Aslan Karatsev tem 27 anos e é o jogador sensação desta edição do Australian Open. Nascido em Vladikavkaz, a poucas dezenas de quilómetros da fronteira com a Geórgia, o russo já tinha dado nas vistas na segunda metade da temporada de 2020, mas foi ao chegar aos oitavos de final em Melbourne que se apresentou às grandes audiências. O sucesso é alcançado com a ajuda do preparador físico português Luís Lopes e esta é a história de como tudo começou e continua a acontecer — à distância.
“Conheci o Aslan em dezembro de 2019, quando ele veio ao Qatar jogar torneios Future, e começámos a trabalhar juntos nessa altura”, contou ao Raquetc o português, que se licenciou em Ciências do Desporto na Faculdade de Motricidade Humana, teve o primeiro desafio como preparador físico na Team Lagos e depois no Centro de Alto Rendimento da Federação Portuguesa de Ténis e no CIF, de onde partiu rumo a Doha para uma experiência de um ano (em 2007-2008). Seguiu-se, em 2014, a que o fez voltar e ficar na capital do Qatar: é o Head Fitness Coach da federação local e trabalha com a equipa da Taça Davis e os jogadores sub 18 e 16.
Desde o início que o trabalho de Luís Lopes com Aslan Karatsev é feito com recurso à tecnologia, através de várias vídeo-chamadas, e com um acompanhamento à distância de encontros em vários países e fusos horários: “A ideia é tentar substituir o melhor possível o trabalho presencial e fazemos esse trabalho diariamente, quer seja em semanas de treino ou de competição. Em função do momento da época treinamos uma ou duas vezes por dia e durante as semanas de competição preparamos os jogos diariamente. Se por algum motivo o Aslan ficar fora da competição, aproveitamos esse período de treino para implementar blocos de treino e continuarmos o processo. Tem corrido bastante bem.”
E tem mesmo: desde que o circuito mundial masculino foi retomado, em agosto de 2020, Aslan Karatsev só sabe quebrar barreiras. Logo na primeira semana jogou a primeira final da semana em torneios do circuito Challenger, em Praga, onde só perdeu para Stan Wawrinka e depois de derrotar dois jogadores do top 100 mundial (Jiri Vesely, na segunda ronda, e Pierre-Hugues Herbert, nas meias-finais). Na semana seguinte foi um passo mais longe e conquistou o segundo torneio organizado na capital checa, sucesso que repetiu oito dias mais tarde, em Ostrava.
Com três finais em torneios do circuito secundário, o russo saltou para outro patamar e foi até Paris jogar o qualifying de Roland-Garros. Foi travado, mas só na ronda de acesso e pelo norte-americano Sebastian Korda, que chegou aos oitavos de final e entretanto já jogou uma final ATP.
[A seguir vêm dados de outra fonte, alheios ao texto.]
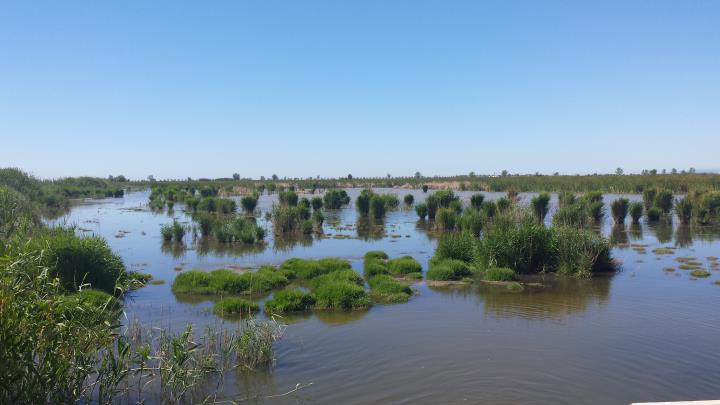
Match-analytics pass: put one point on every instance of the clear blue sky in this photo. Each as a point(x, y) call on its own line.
point(306, 88)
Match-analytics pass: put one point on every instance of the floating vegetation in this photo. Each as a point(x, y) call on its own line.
point(699, 273)
point(292, 300)
point(235, 306)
Na reta final da temporada, Karatsev aproveitou o wild card para chegar à segunda ronda do ATP 500 de São Petersburgo e só perdeu para o compatriota Karen Khachanov em três sets. Logo depois, passou o qualifying em Nur-Sultan, no Cazaquistão, e ainda atingiu a segunda eliminatória de ATP 250 de Sófia, na Bulgária.
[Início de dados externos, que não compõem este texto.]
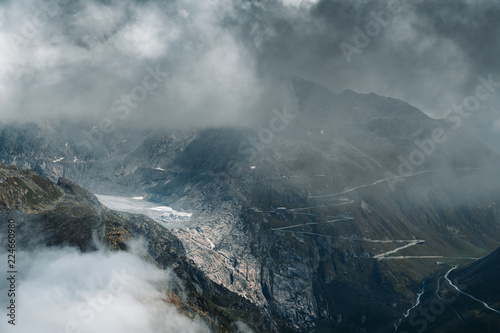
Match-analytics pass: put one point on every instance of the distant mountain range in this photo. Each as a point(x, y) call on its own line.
point(297, 217)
Fast forward para o início de 2021 e mais um momento de glória: de regresso a Doha (há coincidências felizes), passou as três rondas do qualifying do Australian Open para chegar pela primeira vez ao quadro principal de um torneio do Grand Slam e um mês depois está nos oitavos de final, após vitórias sobre Gianluca Mager, Egor Gerasimov e Diego Schwartzman, número oito do mundo, sempre em três sets. Na madrugada deste domingo segue-se Félix Auger-Aliassime e independentemente do que aconteça já tem assegurada a estreia no top 100 (pelo menos 85.º), quando há um ano era o 297.º.
“Procuro sempre que o trabalho que realizo com qualquer atleta seja específico para as necessidades de cada um. No caso do Aslan, é um atleta muito forte e uma das principais preocupações que temos é mantê-lo o mais simétrico e equilibrado possível. Há um cuidado diário com rotinas preventivas e protetoras para que ele se mantenha o mais saudável possível do ponto de vista da prevenção de lesões”, explicou o especialista português.
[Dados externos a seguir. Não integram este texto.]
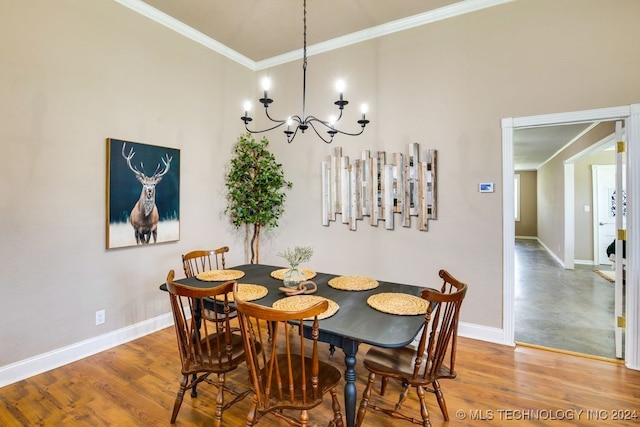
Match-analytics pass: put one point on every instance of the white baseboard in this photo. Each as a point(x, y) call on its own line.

“Durante a pré-temporada procurámos potenciar a capacidade de resistência dele para que possa enfrentar da melhor forma possível todos os desafios. Fez uma pré-temporada muito boa em dezembro e já tinha feito uma preparação muito boa durante o confinamento, entre junho até regressar à competição em agosto”, acrescentou Luís Lopes, que só tem elogios a partilhar sobre a nova sensação do ténis russo: “É um atleta exemplar na sua dedicação, na forma como se entrega ao treino. Ouve e acima de tudo garante uma qualidade média diária elevada no seu trabalho, o que é uma grande mais valia”.
Mas como é, afinal, trabalhar à distância com um atleta profissional e o que é que isso implica?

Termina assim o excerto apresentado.